Annexation could in the long term threaten those very fundaments of the U.S.-Israel relationship, including the military assistance, said the Democratic congressional aid. Lawmakers have read with interest a report by the Commanders for Israel’s Security, a grouping of retired security leaders, and distributed here by the pro-two states Israel Policy Forum, and were taken aback by the estimated cost of annexation. Separating Palestinians from the newly annexed areas will require moving the security barrier, the report says, at a cost of $7.6 billion.
“The current leadership is not interested in discussing changes to the Memorandum of Understanding, but that is not an enduring prospect,” said the congressional aide. “But if annexation goes ahead and there’s differences in the leadership in Congress then we’re looking at possible changes in in the Memorandum of Understanding package, not in cutting assistance, but members of Congress want to make sure the money does not go to the massive budget to pay for annexation.”
The aide was referring to the leftward drift among Democrats, which could manifest in more leadership roles for left-wingers should Democrats keep the U.S. House of Representatives and win back the Senate in November.

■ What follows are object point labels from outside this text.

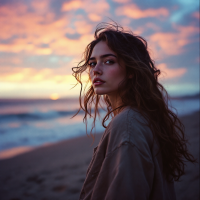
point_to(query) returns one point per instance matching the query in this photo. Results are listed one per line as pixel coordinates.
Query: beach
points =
(57, 171)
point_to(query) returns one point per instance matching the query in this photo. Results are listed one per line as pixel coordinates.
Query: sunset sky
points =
(41, 40)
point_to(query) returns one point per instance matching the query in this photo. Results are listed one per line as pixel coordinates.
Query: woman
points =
(142, 150)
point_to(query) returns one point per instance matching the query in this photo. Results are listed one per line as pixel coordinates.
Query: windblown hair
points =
(143, 92)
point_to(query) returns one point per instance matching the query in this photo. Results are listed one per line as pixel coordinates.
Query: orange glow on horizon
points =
(54, 96)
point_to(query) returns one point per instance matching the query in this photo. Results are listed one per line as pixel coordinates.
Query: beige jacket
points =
(124, 165)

Jeremy Ben-Ami, the president of J Street, said that if Democrats sweep the November elections his group would not advocate for cuts in aid but for tougher oversight to make sure that the assistance not go to upholding the annexation. He would also expect a Democratic administration to join others in the international community pressuring Israel to roll back annexation.
Ben-Ami said that annexing the West Bank would be inherently destabilizing and threaten Israel. “The aid that the United States provides Israel is intended to help Israel deal with meaningful security threats, weapons systems, missile defense systems, to deal with the serious threats they face,” he said. “Why would you provide money to enhance threats?”